The power-lifters — most in their 60s and 70s — discovered that health clubs filled with young people doing aerobics and Pilates and taking spinning classes were wary of senior citizens coming in and hoisting 500-pound barbells over their heads.

That's when Evans shoved his tools and storage boxes to the side of his three-car garage on Shamrock Place and invited the oldsters in to flex their muscles.

"When the gym closed, we decided to do it ourselves," explained Harry Packer, a 76-year-old retired mortgage broker who lives in Porter Ranch and pumps iron despite undergoing triple-bypass surgery last year.

Evans, 64, a retired computer analyst, has lifted weights since he was 15. So he didn't hesitate when someone suggested that his garage might make a perfect workout room.

"Regular big-box gyms don't allow power-lifters," Evans said. "It intimidates their regular members."

John Sanchez, also 64, said bench pressers are different from many of those who join health clubs.

"In those gyms they are doing it to look good. We do it for strength," said the retired firefighter from Chatsworth. "You meet a bunch of guys like these having fun doing this and you're hooked. You find yourself lifting weights for personal satisfaction, not for anyone else."

When it's their turn on the weight bench the veterans are all business. Two spotters stand next to the lifter, ready to grab the barbell if necessary. Lifters smother chalk powder on their hands to ensure a secure grip.

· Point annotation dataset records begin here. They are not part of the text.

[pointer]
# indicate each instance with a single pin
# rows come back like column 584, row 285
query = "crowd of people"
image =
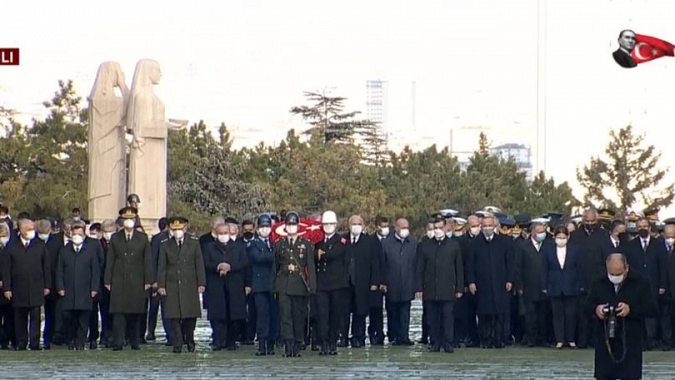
column 485, row 280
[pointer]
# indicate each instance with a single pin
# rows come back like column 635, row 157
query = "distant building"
column 521, row 154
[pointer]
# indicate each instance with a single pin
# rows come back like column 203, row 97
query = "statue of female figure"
column 106, row 143
column 148, row 158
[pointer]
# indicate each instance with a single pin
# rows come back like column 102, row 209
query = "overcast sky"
column 246, row 63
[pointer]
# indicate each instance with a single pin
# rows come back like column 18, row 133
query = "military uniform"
column 295, row 280
column 128, row 275
column 180, row 279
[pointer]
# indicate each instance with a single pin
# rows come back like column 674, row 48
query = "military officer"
column 181, row 278
column 295, row 280
column 128, row 277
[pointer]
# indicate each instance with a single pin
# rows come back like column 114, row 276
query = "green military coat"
column 301, row 279
column 181, row 272
column 128, row 270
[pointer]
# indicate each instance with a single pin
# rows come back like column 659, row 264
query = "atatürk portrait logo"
column 9, row 56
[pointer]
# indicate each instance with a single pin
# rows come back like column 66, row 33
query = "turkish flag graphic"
column 649, row 48
column 308, row 228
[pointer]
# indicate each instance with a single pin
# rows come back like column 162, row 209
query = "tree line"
column 340, row 163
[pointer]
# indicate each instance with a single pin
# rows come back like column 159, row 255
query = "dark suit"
column 651, row 264
column 261, row 258
column 563, row 287
column 27, row 273
column 332, row 279
column 128, row 270
column 537, row 306
column 623, row 59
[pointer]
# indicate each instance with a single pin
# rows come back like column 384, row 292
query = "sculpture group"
column 140, row 113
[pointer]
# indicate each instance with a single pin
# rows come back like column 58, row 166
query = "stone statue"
column 148, row 158
column 106, row 144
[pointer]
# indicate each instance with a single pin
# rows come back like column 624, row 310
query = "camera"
column 610, row 313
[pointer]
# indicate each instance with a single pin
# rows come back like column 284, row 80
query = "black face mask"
column 591, row 226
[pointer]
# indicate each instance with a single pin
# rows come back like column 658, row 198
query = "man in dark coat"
column 363, row 259
column 26, row 276
column 180, row 281
column 54, row 331
column 332, row 281
column 6, row 311
column 153, row 310
column 261, row 257
column 400, row 259
column 528, row 282
column 440, row 281
column 78, row 277
column 376, row 312
column 588, row 238
column 620, row 357
column 491, row 274
column 467, row 328
column 226, row 263
column 646, row 256
column 128, row 277
column 295, row 280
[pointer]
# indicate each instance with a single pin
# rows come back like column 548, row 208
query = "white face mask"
column 329, row 229
column 264, row 231
column 616, row 280
column 78, row 239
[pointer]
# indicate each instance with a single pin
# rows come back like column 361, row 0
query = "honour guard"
column 295, row 280
column 180, row 281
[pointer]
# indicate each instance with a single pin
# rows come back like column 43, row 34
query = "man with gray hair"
column 589, row 239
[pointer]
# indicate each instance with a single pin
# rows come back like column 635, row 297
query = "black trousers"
column 53, row 329
column 398, row 319
column 7, row 332
column 425, row 321
column 537, row 321
column 331, row 309
column 491, row 328
column 267, row 316
column 564, row 309
column 27, row 319
column 77, row 323
column 248, row 335
column 666, row 316
column 441, row 318
column 127, row 325
column 293, row 317
column 181, row 329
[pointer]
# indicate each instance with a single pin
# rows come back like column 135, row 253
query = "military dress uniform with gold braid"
column 180, row 274
column 295, row 280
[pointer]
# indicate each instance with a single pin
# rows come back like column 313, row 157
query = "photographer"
column 621, row 300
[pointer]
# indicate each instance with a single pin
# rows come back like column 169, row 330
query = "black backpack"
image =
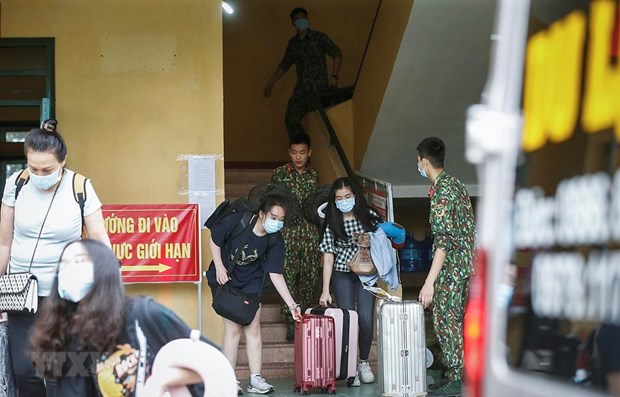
column 240, row 205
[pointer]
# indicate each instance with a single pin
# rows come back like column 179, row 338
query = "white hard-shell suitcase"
column 402, row 349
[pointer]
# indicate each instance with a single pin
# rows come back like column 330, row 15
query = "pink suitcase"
column 315, row 354
column 347, row 333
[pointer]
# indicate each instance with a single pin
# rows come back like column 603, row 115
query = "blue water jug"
column 409, row 255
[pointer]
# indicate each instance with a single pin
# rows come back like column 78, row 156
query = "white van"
column 545, row 141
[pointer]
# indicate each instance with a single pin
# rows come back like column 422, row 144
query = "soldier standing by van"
column 452, row 224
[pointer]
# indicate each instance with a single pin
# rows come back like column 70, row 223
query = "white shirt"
column 63, row 225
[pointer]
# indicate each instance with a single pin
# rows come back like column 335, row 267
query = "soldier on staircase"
column 301, row 263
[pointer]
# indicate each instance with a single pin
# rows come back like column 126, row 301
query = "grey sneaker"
column 259, row 385
column 365, row 372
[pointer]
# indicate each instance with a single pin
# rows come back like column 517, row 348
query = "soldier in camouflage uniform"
column 301, row 238
column 307, row 51
column 452, row 224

The bench, along with its 1,300 pounds of iron weights, is positioned in the middle of a two-car section of the garage next to where Evans' 2001 Ford Explorer is parked. Two wooden signboards are suspended from the garage's rafters above the bench. "Bob's Gym," one of them reads. "Go heavy or go home" advises the other.

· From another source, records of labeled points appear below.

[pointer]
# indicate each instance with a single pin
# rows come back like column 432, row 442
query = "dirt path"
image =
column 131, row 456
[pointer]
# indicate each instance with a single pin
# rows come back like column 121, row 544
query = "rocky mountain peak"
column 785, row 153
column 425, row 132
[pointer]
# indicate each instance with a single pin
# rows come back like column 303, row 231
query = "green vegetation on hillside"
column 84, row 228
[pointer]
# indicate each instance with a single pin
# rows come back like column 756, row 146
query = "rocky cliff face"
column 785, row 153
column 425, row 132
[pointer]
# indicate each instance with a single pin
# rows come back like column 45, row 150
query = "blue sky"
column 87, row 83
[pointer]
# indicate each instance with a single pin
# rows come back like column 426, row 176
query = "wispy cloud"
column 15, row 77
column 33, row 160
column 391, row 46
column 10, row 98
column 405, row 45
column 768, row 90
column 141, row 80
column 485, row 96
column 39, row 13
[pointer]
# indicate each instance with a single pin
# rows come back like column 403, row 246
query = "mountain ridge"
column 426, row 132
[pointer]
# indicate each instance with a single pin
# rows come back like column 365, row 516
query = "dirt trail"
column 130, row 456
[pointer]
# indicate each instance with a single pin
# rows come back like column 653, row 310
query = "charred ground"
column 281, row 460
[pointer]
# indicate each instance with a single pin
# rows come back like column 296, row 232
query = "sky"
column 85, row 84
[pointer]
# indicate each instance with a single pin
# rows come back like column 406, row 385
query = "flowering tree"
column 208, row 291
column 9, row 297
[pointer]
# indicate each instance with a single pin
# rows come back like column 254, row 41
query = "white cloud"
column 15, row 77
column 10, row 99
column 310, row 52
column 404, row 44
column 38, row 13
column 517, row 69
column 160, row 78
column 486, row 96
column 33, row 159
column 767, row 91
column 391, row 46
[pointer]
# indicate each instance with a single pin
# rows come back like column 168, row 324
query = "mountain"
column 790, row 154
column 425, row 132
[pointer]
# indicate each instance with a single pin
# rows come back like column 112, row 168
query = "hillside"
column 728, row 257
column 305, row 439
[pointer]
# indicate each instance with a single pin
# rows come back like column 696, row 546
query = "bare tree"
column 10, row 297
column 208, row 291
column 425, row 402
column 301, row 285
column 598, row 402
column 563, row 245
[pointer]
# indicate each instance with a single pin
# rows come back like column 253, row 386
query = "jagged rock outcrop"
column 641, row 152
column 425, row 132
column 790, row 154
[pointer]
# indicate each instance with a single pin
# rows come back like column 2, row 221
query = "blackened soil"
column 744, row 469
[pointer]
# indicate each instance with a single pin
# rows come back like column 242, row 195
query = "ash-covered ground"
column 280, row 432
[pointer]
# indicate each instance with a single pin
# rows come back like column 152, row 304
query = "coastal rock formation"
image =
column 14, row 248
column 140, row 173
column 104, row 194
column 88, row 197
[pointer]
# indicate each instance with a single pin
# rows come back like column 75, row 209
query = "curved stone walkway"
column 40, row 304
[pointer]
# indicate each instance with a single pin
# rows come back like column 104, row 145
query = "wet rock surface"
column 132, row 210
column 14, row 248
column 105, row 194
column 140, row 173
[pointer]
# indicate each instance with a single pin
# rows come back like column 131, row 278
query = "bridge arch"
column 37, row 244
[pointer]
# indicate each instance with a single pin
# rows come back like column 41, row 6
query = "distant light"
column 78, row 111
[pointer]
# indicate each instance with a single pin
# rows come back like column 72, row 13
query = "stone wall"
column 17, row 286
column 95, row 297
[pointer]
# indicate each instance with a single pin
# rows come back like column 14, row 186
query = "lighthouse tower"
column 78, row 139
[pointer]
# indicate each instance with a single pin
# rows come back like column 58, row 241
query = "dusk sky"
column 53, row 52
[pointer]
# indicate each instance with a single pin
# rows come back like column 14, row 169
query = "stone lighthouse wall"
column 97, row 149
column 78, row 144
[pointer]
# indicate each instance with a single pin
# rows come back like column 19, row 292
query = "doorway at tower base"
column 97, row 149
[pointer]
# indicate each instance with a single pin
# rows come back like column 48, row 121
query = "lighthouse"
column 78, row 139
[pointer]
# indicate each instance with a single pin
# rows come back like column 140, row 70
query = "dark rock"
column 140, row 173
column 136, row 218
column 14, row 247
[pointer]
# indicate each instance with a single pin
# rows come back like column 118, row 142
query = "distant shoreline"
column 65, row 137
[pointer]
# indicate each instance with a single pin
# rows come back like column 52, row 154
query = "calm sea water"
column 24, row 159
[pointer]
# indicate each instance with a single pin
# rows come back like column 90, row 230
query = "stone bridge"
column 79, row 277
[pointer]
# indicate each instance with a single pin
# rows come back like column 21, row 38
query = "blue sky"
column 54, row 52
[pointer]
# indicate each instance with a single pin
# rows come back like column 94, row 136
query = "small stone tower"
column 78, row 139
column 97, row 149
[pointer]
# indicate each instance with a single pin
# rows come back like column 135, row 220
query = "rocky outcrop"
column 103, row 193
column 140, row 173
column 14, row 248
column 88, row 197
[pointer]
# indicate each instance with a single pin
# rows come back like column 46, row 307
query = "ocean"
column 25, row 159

Ron Moormeister, a 64-year-old Porter Ranch resident, pulls on a thick bench press shirt before lying back and slowly hoisting iron disks weighing 405 pounds.

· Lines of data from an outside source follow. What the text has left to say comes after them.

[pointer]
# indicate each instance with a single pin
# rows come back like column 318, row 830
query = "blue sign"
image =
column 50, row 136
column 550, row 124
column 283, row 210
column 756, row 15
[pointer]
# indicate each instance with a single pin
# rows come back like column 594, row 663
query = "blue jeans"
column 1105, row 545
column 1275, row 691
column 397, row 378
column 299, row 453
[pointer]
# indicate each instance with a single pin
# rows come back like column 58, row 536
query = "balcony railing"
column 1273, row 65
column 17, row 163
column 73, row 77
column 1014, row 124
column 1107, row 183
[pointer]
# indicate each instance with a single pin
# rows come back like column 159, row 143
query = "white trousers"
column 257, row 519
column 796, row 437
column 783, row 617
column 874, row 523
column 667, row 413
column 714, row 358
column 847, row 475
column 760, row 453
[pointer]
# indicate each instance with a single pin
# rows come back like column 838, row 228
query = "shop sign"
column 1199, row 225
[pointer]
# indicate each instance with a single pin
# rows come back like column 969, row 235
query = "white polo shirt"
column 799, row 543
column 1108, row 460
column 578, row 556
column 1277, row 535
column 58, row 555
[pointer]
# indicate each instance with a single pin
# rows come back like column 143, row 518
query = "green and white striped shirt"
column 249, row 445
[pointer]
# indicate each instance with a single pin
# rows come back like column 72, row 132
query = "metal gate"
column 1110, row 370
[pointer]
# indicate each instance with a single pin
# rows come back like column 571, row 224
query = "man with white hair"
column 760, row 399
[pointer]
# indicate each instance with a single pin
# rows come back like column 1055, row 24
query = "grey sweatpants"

He is wearing the shirt to protect his chest and keep his shoulders from over-rotating, he explains after rising from the bench.

"I hold the world record for shirted and 'raw' power-lifting in the over-60, 275-pound weight class," Moormeister said, adding that in competition he has hoisted 535 pounds while wearing the bench-press shirt and 407 pounds without it.

A retired insurance broker, Moormeister began weightlifting while attending Granada Hills High School. At UCLA, where he played football and baseball, he continued pumping iron.

These days, his son Tom, a 38-year-old Chatsworth lawyer, attends the garage gang's workouts, helping load the weights on the barbell.

"We call him 'Plus 10' because whatever weight you ask for, he throws on another 10 pounds," joked the elder Moormeister.

Larry Negriff is another championship lifter who hones his skills in the garage. The 69-year-old West Los Angeles electrical engineer lifted 501 pounds last year at a competition at Venice's Muscle Beach. He was competing against others who weigh less than 220 pounds.

Not everyone in the group is eligible for Social Security and Medicare, however.

Meskew, 55, of Arleta, is a UPS driver and a holder of four power-lifting titles. His passion for the sport prompted him in 2004 to open the Power Palace, the now-defunct Chatsworth gym where the group previously met and worked out.

"These are guys who truly enjoy the sport. We want to see each other succeed," said Meskew, who contributed some of the equipment from his gym to the garage gym.

Group member Darren Staley, 34, a test preparation center manager from Northridge, said he views the veteran weightlifters as role models.

"Do I hold back because these are older guys? Not even remotely, not at all. These are life mentors for me," Staley said.

Thirty-three-year-old Anthony Fregoso agreed.

"I got hooked up with these people at Kevin's gym. I have to work to keep up with these guys," said the Sherman Oaks systems engineer. "I use the energy they have to push myself."

Evans said he has grown used to the astonishment of people who see men in his age group competing in something other than bingo or bocce ball. "People think guys our age are doddering old people with one foot in the grave," he said.

"People our age run marathons. To me, that's insane," Evans said with a laugh. "Why would anybody run 26 miles when there are perfectly good cars around?"